Pearl likes not being liked

A year ago, LSU coach John Brady took a shot at Bruce Pearl, saying Tennessee's coach needed to show some class and act like he's been in a big-time conference before. Recently, Vanderbilt coach Kevin Stallings called Pearl an ``idiot (expletive)'' after Pearl wore body paint in support of a Lady Vols basketball game.

Pearl, no doubt, is a lightning rod.

He attracts attention. He attracts criticism.

And you can bet, despite the negative remarks, he's enjoying every second.

Why? Because it means he's getting under someone's skin. It means his program is a threat. It means he's winning.

``I've never been the most popular coach in any league I've been in,'' Pearl said.

And he wants it to stay that way.

Asked why he's not always well liked by his coaching colleagues, Pearl says: ``I can't really say. I'd hope it's because of my record.''

Pearl pointed out that in his 14 years as a head coach, he has won or finished within two games of first place all 14 years.

``That doesn't make you the most popular guy in the conference,'' Pearl said. ``The guys who are popular are the guys you can beat.

``I want to be popular with our fans. But if we don't start winning some games, I'm going to all the sudden start to become more popular in the conference, and I'm not interested in that.''

No, Pearl would rather be disliked by other league coaches. He'd rather win games. He'd rather be a threat.

Think about it. When Wade Houston was Tennessee's coach, he was popular in the SEC. Kentucky's Rick Pitino said it was unfair that the Vols fired Houston and suggested he'd love to have Houston on his staff.

Guess what? Pitino never hired Houston.

A few years ago, Tennessee had another coach who wasn't well liked in the SEC. Ray Mears was a promoter who coined the phrase Big Orange Country and who used unicycles and orange blazers to bring attention to his program.

Tennessee hasn't had a promoter like Mears until Pearl.

And Tennessee hasn't had a winner like Mears, unless it becomes Pearl.

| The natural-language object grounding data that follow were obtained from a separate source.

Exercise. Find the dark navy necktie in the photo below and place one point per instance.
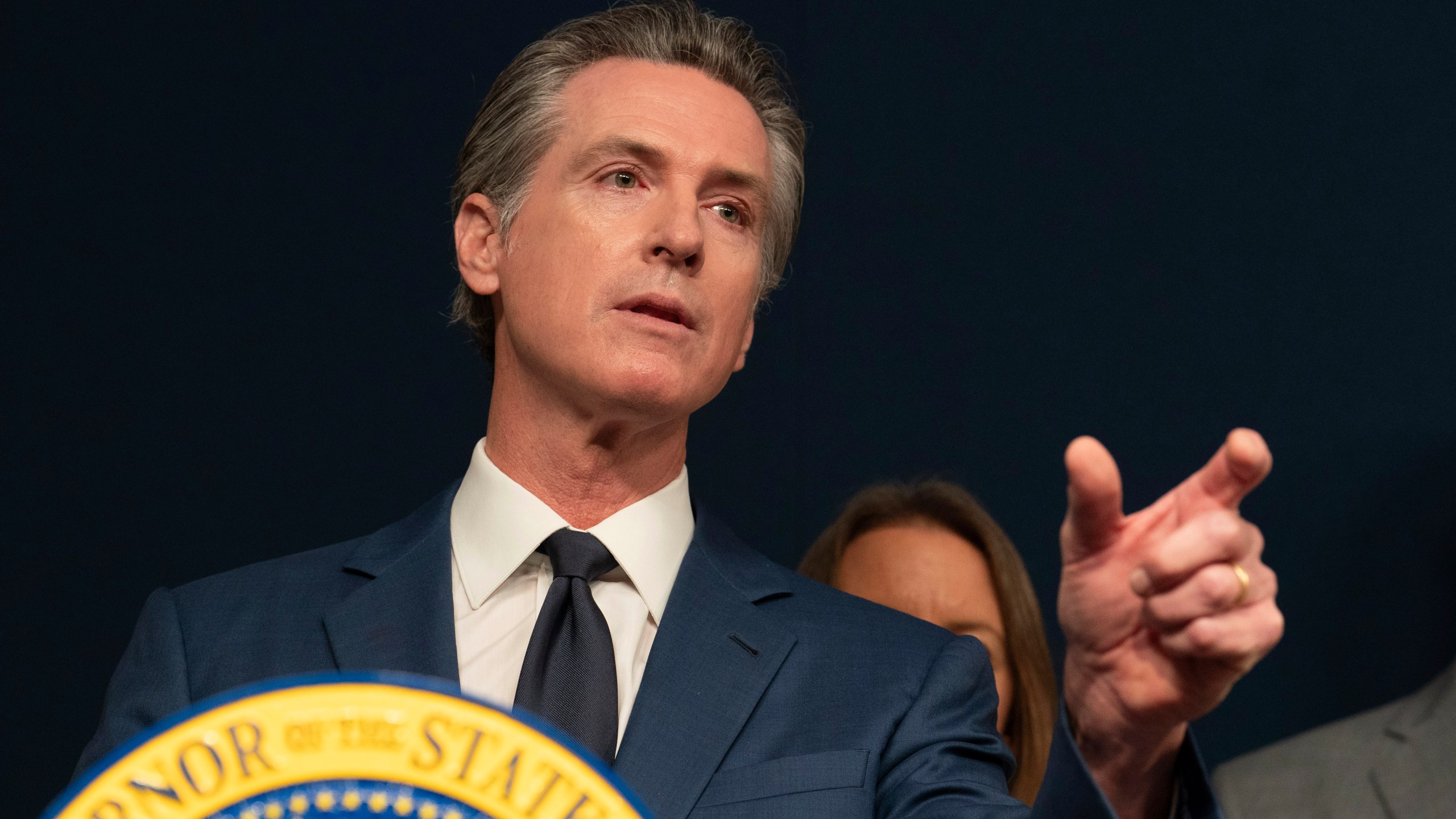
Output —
(570, 675)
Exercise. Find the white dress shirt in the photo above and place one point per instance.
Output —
(500, 582)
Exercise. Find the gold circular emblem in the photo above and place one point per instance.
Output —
(391, 747)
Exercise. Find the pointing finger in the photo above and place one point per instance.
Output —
(1094, 499)
(1239, 465)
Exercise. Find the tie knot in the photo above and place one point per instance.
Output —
(577, 554)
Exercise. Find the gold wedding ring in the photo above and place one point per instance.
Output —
(1244, 585)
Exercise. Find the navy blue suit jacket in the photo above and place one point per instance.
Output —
(765, 694)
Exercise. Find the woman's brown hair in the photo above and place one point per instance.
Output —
(1034, 687)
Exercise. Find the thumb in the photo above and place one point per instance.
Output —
(1094, 500)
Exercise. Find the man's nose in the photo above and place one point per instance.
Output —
(677, 235)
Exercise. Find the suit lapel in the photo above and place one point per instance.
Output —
(1413, 770)
(713, 657)
(404, 617)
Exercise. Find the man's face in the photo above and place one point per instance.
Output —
(630, 276)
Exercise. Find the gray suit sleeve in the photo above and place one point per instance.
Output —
(150, 682)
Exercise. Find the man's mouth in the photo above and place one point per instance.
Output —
(660, 308)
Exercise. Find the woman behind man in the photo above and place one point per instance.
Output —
(931, 551)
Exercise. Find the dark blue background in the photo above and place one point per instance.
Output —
(226, 254)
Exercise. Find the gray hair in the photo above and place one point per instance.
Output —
(520, 120)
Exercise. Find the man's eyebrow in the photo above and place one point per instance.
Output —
(755, 184)
(615, 146)
(643, 152)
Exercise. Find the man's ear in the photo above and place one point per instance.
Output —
(743, 351)
(478, 244)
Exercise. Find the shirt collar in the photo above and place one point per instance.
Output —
(495, 524)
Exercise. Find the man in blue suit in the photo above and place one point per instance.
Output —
(625, 198)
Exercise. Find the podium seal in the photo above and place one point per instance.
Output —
(354, 745)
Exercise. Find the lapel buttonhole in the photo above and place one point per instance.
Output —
(743, 644)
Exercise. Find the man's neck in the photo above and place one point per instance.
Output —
(583, 465)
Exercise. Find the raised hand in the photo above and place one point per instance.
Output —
(1164, 611)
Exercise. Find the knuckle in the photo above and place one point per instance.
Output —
(1212, 588)
(1203, 634)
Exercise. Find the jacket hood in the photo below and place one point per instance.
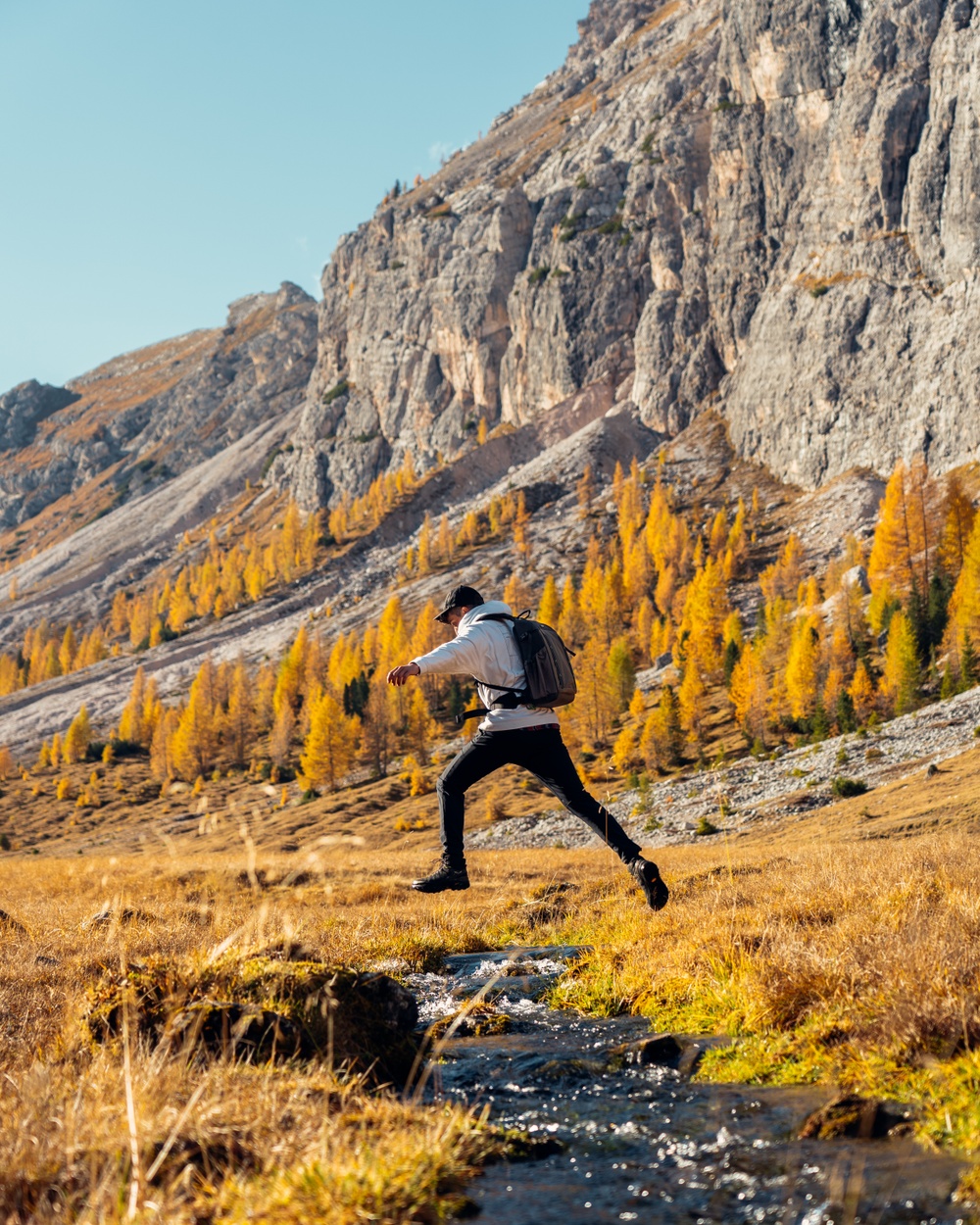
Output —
(481, 611)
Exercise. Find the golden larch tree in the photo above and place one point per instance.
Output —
(331, 745)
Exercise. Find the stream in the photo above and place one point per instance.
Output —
(643, 1142)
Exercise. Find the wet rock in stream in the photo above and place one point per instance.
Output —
(630, 1137)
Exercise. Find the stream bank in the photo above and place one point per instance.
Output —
(633, 1142)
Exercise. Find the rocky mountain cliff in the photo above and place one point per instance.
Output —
(764, 207)
(767, 209)
(763, 211)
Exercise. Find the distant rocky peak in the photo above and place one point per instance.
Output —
(24, 407)
(288, 294)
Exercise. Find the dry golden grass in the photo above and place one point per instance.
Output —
(841, 947)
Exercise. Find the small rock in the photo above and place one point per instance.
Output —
(662, 1049)
(857, 1117)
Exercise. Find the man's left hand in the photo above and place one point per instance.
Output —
(400, 675)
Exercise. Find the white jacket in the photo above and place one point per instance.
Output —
(488, 652)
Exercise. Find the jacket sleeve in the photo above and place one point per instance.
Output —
(459, 656)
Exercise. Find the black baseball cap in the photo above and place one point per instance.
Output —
(459, 598)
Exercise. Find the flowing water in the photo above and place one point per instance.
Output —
(646, 1143)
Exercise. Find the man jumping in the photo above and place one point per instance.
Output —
(522, 735)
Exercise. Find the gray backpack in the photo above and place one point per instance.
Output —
(549, 679)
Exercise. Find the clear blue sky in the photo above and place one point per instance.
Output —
(161, 160)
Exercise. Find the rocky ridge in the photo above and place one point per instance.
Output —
(759, 215)
(765, 209)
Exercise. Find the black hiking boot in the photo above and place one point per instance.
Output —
(446, 876)
(648, 877)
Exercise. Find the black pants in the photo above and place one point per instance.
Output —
(543, 753)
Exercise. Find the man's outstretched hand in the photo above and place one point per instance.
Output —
(400, 675)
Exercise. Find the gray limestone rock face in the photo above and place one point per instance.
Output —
(153, 415)
(765, 209)
(24, 407)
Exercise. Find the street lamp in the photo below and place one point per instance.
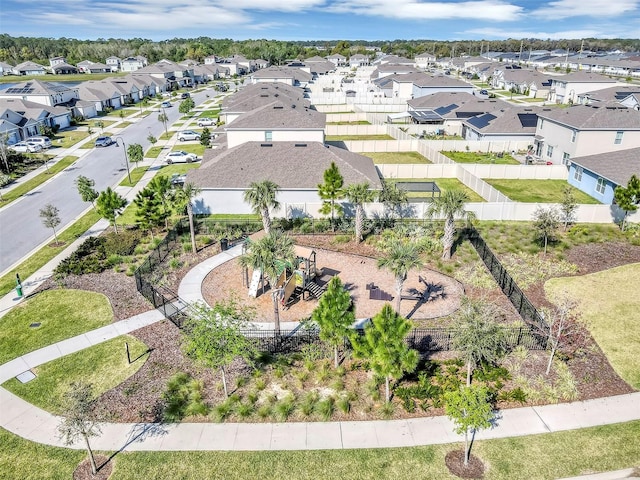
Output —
(126, 159)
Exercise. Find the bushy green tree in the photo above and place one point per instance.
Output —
(399, 259)
(628, 198)
(450, 205)
(213, 336)
(85, 189)
(109, 205)
(334, 315)
(384, 348)
(330, 192)
(359, 194)
(469, 408)
(478, 338)
(261, 196)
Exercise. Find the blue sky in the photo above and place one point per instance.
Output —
(322, 19)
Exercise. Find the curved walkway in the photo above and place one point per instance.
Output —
(35, 424)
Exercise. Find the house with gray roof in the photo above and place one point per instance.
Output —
(296, 166)
(419, 84)
(44, 93)
(565, 133)
(277, 121)
(599, 175)
(507, 124)
(29, 68)
(626, 95)
(566, 88)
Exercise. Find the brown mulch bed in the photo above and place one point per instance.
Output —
(139, 397)
(83, 471)
(455, 463)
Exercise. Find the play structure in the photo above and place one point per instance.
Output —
(294, 281)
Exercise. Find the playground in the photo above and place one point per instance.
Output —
(426, 294)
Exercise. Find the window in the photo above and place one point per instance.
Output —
(618, 138)
(577, 175)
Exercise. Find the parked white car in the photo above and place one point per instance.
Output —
(26, 147)
(207, 122)
(44, 142)
(180, 156)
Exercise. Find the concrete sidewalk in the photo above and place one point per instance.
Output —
(33, 423)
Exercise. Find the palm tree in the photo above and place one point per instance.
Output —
(358, 194)
(262, 196)
(271, 254)
(398, 260)
(450, 205)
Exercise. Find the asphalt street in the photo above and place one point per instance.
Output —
(21, 228)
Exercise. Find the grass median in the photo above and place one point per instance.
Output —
(36, 181)
(47, 253)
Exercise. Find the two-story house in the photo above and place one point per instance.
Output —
(565, 133)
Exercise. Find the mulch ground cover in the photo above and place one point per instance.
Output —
(139, 397)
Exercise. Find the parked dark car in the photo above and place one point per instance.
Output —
(103, 141)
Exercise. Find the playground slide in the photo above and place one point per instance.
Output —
(289, 287)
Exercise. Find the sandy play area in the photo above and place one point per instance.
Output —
(355, 272)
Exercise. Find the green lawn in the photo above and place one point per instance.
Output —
(346, 138)
(609, 305)
(538, 191)
(443, 184)
(535, 457)
(478, 157)
(104, 366)
(62, 314)
(37, 180)
(136, 175)
(42, 256)
(397, 157)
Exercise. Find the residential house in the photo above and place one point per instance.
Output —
(359, 60)
(580, 130)
(114, 63)
(43, 93)
(337, 59)
(132, 64)
(598, 175)
(29, 68)
(566, 88)
(424, 60)
(64, 69)
(297, 167)
(626, 95)
(277, 121)
(415, 85)
(503, 125)
(5, 68)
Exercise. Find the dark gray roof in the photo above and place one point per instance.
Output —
(280, 114)
(292, 165)
(594, 117)
(616, 166)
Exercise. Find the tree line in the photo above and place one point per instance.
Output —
(15, 50)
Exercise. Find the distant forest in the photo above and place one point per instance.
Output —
(15, 50)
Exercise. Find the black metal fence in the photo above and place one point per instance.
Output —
(516, 296)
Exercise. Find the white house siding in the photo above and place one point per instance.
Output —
(239, 137)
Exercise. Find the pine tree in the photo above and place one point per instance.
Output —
(383, 346)
(334, 315)
(330, 192)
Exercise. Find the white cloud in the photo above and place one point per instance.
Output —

It's too early to crown Pearl as UT's best coach since Mears. Remember, Don DeVoe averaged over 20 wins in his first seven seasons, captured the 1979 SEC Tournament and made five straight NCAA Tournaments.

But Pearl is on his way to building an impressive resume at Tennessee. Last year, he won the SEC East Division over eventual champion Florida and garnered a No. 2 seed in the NCAA Tournament.

This season, with three freshmen playing prominent roles, the Vols have defeated Texas, Memphis and Oklahoma State in exciting style and lost at the buzzer to Ohio State.

A win against talented but underachieving LSU on Tuesday night at Thompson-Boling Arena would push UT's record to 16-8, 4-5 in the SEC. By Pearls' count, the Vols could get in the NCAA Tournament with a 7-9 SEC record.

Winning 20 games and going 8-8 in the conference could guarantee a bid – perhaps as high as a No. 8 seed.

Pearl was asked specifically about Brady and Stallings making critical off-the-cuff remarks about him.

``Tennessee basketball is relevant now,'' Pearl said. ``It's a wonderful thing. I appreciate the support and I appreciate the fact it matters. Tennessee matters again. It's mattered before.

``We're in the race to make the NCAA Tournament. That hasn't always been the case in the recent past. It was last year and it is again this year, even with this young basketball team.

``You can see the rest of the SEC has taken notice. We've made progress in the stands (attendance). We've made progress on the court. We've made progress in the RPI and strength of schedule and with facility upgrades.''

How can you measure the progress?

By negative comments made about Pearl by opposing SEC coaches.

When that stops, Pearl will worry. It would mean Tennessee basketball won't matter any more.